A third appearance for former police investigator and private detective Jackson Brodie in this psychologically astute thriller from Atkinson (One Good Turn, 2006, etc.).
In the emotional opening, six-year-old Joanna witnesses the brutal killing of her mother and siblings by a knife-wielding madman in the British countryside. Thirty years later, Joanna, now a doctor in Edinburgh, has become a mother herself. Her baby’s nanny is 16-year-old Reggie. To Reggie, whose own mother recently died in a freak accident, Joanna and her baby represent an ideal family (Joanna’s husband, a struggling businessman, seems only a vaguely irritating irrelevance to fatherless Reggie).
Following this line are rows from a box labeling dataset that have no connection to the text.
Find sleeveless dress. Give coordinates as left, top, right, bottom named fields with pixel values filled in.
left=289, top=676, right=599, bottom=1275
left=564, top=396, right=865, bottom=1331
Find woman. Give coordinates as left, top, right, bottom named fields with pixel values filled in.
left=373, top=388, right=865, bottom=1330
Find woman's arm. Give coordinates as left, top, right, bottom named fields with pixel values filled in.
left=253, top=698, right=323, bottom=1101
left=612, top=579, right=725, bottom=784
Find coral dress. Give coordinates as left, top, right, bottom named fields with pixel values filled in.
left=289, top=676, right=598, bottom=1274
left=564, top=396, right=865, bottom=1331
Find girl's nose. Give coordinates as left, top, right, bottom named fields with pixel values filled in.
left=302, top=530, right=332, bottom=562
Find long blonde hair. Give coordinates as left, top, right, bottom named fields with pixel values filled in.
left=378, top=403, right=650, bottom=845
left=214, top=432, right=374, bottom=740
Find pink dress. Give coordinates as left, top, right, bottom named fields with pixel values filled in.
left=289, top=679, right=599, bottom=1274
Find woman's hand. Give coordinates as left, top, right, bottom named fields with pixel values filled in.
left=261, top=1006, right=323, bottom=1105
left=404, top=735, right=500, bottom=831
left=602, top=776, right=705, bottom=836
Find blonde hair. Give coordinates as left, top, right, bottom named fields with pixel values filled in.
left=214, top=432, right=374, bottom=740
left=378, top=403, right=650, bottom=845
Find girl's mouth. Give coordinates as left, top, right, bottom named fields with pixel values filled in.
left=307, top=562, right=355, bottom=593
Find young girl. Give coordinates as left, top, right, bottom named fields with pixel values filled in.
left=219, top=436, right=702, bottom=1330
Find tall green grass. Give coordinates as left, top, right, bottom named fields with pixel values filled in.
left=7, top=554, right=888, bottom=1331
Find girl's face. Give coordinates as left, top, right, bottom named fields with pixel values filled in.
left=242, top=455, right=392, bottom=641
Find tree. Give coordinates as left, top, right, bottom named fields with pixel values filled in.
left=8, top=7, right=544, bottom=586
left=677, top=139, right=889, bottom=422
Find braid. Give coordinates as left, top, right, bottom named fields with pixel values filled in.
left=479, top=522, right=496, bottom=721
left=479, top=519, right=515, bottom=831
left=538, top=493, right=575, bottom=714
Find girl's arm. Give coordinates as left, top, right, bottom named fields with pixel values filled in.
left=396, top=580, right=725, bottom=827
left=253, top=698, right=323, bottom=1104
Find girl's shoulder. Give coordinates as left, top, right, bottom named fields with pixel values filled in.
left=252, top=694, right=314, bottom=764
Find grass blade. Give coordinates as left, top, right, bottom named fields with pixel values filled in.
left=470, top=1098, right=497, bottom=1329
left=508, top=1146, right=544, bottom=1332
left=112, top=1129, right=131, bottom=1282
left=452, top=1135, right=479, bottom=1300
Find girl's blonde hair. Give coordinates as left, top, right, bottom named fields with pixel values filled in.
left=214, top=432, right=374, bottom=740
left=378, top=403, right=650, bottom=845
When prickly, self-loathing policewoman Louise Monroe comes to call on lovely, warm-hearted Joanna, watchful Reggie (think Ellen Page from Juno with a Scottish brogue) is struck by the similarities between the two well-dressed professional women. Actually Louise has come to warn Joanna that her family’s murderer is being released from prison. Louise chooses not to mention her other reason for visiting, a suspicion that Joanna’s husband torched one of his failing businesses for the insurance. Jackson’s connection to the others is revealed gradually: Jackson and Louise were once almost lovers although they since married others; as a youth Jackson joined the search party that found Joanna hiding in a field following the murders. Rattled after visiting a child he suspects he fathered despite the mother’s denials, Jackson mistakenly takes the train to Edinburgh instead of London. When the train crashes near the house where Reggie happens to be watching TV, she gives him CPR. Soon afterward, Joanna’s husband tells Reggie that Joanna has gone away unexpectedly. Suspecting foul play, Reggie involves Louise and Jackson in individual searches for the missing woman and baby. While Louise and Jackson face truths about themselves and their relationships, Joanna’s survival instincts are once more put to the ultimate test.
Like the most riveting BBC mystery, in which understated, deadpan intelligence illuminates characters’ inner lives within a convoluted plot.